ロブソンの語る“特殊なファン”たち。もちろんカンプノウを埋めるジェネレーションは時代と共に変化してきている。20代の若いバルセロニスタはクライフバルサを見て育ち、ここ10年間でその半分の回数に近いリーグ優勝を経験してきている。彼らの上のジェネレーションは20年に1回の優勝経験しかない人々だ。そしてこの“特殊なファン”の特徴は、クライフによってフットボールを学んできたことだろう。3番の選手が、4番の選手が、そして6番が8番が10番がチームの中でどのような意味を持ち、どのような動きをしなければならないか、それをクライフが展開するフットボールで教わってきた。
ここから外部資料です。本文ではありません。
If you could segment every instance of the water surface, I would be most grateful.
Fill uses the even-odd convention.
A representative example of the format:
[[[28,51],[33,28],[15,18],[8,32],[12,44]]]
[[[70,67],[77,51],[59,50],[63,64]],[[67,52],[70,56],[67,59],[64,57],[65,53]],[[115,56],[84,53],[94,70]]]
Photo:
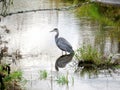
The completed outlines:
[[[15,0],[10,12],[65,6],[66,4],[59,0]],[[5,25],[10,30],[10,34],[4,38],[9,41],[7,44],[9,53],[19,49],[23,55],[23,58],[16,61],[16,64],[12,64],[12,67],[23,71],[23,77],[28,80],[24,87],[25,90],[118,90],[120,88],[119,72],[109,74],[103,71],[103,74],[97,76],[89,74],[80,76],[79,73],[74,73],[75,58],[67,57],[72,59],[71,62],[62,58],[62,62],[60,60],[62,52],[57,48],[54,40],[55,33],[50,33],[57,27],[60,36],[66,38],[74,50],[83,44],[92,44],[103,53],[118,53],[119,40],[117,36],[111,38],[109,35],[112,29],[101,28],[88,19],[78,19],[71,10],[11,15],[2,18],[0,25]],[[56,70],[56,63],[59,64],[59,71]],[[39,79],[40,70],[47,70],[47,80]],[[59,85],[55,81],[56,77],[67,74],[68,86]],[[74,83],[72,83],[72,78],[74,78]]]

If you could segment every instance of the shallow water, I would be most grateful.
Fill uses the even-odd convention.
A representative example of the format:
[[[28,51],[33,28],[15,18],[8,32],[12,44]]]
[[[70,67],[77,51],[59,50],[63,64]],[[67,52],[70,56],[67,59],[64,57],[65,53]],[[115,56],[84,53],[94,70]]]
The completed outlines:
[[[19,3],[19,4],[18,4]],[[64,3],[56,0],[15,0],[10,12],[65,7]],[[74,50],[83,44],[97,46],[104,54],[119,53],[119,40],[110,37],[109,28],[102,28],[95,22],[78,19],[72,11],[39,11],[16,14],[1,19],[1,26],[6,25],[10,34],[4,37],[9,41],[9,53],[20,50],[23,58],[12,63],[14,69],[21,69],[23,77],[28,80],[25,90],[118,90],[120,88],[120,73],[101,71],[98,75],[85,73],[83,76],[75,73],[75,58],[62,58],[61,50],[55,44],[55,33],[50,31],[57,27],[60,36],[66,38]],[[1,28],[2,30],[2,28]],[[67,58],[65,60],[64,58]],[[69,62],[69,60],[71,62]],[[12,61],[11,59],[9,61]],[[57,71],[56,66],[59,69]],[[39,71],[46,70],[48,78],[40,80]],[[68,75],[69,84],[59,85],[56,78]],[[52,78],[51,78],[52,77]],[[74,78],[74,80],[72,80]]]

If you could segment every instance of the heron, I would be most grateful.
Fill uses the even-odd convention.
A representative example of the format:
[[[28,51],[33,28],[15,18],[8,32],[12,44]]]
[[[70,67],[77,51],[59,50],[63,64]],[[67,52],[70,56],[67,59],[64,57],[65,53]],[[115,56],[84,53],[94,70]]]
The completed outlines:
[[[67,52],[68,53],[74,53],[74,50],[73,50],[71,44],[66,39],[64,39],[63,37],[59,37],[58,28],[54,28],[50,32],[56,32],[55,42],[56,42],[56,45],[59,49],[61,49],[62,51],[65,51],[65,53],[67,53]]]

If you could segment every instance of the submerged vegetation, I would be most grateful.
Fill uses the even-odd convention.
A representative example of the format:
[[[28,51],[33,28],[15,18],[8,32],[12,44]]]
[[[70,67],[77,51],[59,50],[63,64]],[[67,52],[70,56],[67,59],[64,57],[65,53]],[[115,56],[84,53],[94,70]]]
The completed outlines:
[[[79,17],[86,16],[98,21],[102,25],[119,26],[120,9],[112,5],[102,5],[100,3],[89,3],[76,10]]]
[[[62,75],[62,76],[57,77],[56,81],[58,84],[68,85],[68,83],[69,83],[68,74],[66,76]]]
[[[112,56],[104,56],[96,48],[91,45],[83,46],[76,51],[76,60],[78,60],[78,68],[80,75],[88,73],[90,76],[98,75],[102,70],[115,71],[120,67],[120,58],[113,60]]]
[[[39,71],[40,79],[46,79],[48,77],[48,73],[46,70]]]
[[[0,65],[0,89],[1,90],[12,90],[21,89],[18,84],[22,80],[22,72],[14,71],[10,72],[11,68],[9,65]]]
ロブソンに“特殊なファン”が理解できないように、彼らもまたロブソンの試みるフットボールスタイルが理解できなかった。いや、例え理解できたとしても、それは少なくても“彼ら”の受け入れてきたフットボールではなかった。ロブソンフットボール、彼らが理解するところによれば、それはロナルドを意味するだけのフットボール。チームとしてのまとまりとか戦いのシステムを離れたところでの、ゴールを決めるロナルドにとってその日が“良い日”かあるいは“悪い日”か、それだけで試合結果が左右されるフットボール、それがロブソンフットボールと映った。

ロブソンの味方はヌニェス会長を筆頭とするクラブ理事会のみであった。彼はバルセロニズムの分裂の真ん中に位置することにより、決して正しく評価されたとは言いがたい。一部のバルセロニスタから、そして一部のメディアから不当とも言える批判が加えられた。このシーズン、可能なタイトル4つのうち、リーグ優勝をのぞいたすべてのタイトルを勝ち取ったロブソンであるにも関わらずだ。
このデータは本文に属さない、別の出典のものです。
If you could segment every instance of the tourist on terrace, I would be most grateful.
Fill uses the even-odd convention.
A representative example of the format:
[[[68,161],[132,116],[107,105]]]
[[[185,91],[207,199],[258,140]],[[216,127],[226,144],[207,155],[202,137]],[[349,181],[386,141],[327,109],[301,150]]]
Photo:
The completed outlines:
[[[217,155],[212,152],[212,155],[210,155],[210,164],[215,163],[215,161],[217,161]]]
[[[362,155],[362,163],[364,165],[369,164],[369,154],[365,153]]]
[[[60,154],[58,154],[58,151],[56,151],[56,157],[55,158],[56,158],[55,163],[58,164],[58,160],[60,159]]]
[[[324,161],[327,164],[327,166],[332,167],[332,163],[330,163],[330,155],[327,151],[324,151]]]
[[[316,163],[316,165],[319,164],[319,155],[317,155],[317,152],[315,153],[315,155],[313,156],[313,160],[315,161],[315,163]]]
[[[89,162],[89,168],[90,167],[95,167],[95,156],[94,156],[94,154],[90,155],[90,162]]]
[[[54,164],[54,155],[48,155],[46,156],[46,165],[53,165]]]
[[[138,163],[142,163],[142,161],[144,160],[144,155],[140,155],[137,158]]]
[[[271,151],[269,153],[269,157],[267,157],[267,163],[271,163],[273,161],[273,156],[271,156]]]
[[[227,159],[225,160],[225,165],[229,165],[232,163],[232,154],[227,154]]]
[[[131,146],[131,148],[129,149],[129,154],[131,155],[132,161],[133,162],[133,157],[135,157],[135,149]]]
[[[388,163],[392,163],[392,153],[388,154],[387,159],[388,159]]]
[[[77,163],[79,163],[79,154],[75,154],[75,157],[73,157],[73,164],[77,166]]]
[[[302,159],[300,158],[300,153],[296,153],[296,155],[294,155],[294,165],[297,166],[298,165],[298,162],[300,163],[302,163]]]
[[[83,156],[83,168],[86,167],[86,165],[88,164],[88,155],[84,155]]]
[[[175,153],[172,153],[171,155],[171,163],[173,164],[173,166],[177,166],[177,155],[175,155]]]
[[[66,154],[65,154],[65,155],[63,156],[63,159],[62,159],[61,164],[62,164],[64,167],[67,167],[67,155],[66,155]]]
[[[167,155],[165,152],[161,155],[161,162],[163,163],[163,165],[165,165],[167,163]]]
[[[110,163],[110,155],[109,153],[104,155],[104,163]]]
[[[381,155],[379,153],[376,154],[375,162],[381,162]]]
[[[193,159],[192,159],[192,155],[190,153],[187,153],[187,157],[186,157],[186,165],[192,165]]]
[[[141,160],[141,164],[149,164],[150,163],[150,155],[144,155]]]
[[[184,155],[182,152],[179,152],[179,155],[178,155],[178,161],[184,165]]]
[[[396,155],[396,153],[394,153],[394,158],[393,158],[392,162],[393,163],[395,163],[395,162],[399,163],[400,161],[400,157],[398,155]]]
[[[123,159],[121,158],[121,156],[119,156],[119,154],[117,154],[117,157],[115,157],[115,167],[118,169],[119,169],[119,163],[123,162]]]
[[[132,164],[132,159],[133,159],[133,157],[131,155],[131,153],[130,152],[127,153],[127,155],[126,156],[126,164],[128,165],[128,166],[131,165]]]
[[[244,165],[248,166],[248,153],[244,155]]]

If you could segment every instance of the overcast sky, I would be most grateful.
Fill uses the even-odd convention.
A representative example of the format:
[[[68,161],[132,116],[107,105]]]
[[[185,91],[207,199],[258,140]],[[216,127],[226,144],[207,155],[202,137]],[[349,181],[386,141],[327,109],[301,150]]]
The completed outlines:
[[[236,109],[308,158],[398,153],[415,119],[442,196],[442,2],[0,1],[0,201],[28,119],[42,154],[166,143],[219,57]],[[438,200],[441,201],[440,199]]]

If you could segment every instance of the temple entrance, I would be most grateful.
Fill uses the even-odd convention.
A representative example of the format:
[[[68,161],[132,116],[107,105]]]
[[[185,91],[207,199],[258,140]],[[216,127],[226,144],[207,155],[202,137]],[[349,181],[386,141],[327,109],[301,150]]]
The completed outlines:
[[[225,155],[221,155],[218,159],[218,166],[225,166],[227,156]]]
「つまるところ、バルサと契約したときに理解していたと思っていたことが実は理解できていなかったということだろう。バルサというクラブにとって、バルセロナという街の人々にとって、そしてカタルーニャという国にとって、クライフの存在がこれほどまでに大きいものとは想像もしていなかった。クラブを取り囲む半分の環境がクライフ更迭を喜び、そして残りの半分がクライフの復帰を要求する。クライフ派と呼ばれる人々はことあるごとにヌニェス政権を批判し、少しでも試合内容が悪いと監督を批判する。バルサというクラブを理解するには、まずこの権力構造を知らない限り可能とはならないと思う。クライフという英雄がバルサにとってどのような意味を持つのか、そしてバルサというクラブがカタルーニャでどのような意味を持つのか。」

2年契約でバルサに来たロブソンはこのシーズンのみで監督としては更迭されることになる。彼が監督として最後の記者会見で語ったこと、それは次のようなものだった。
「この1年間の仕事を通じて一つだけ間違いなく理解できたこと、それはバルサというクラブはカタルーニャという国の軍隊ということだ。軍隊は決して敗北を許されない。いかなる戦争であれ敗北は許されない。そして我々兵士たちにも決して敗北は許されない。我々はリーグ戦という一つの戦いに負けただけだが、それでも許されなかった。」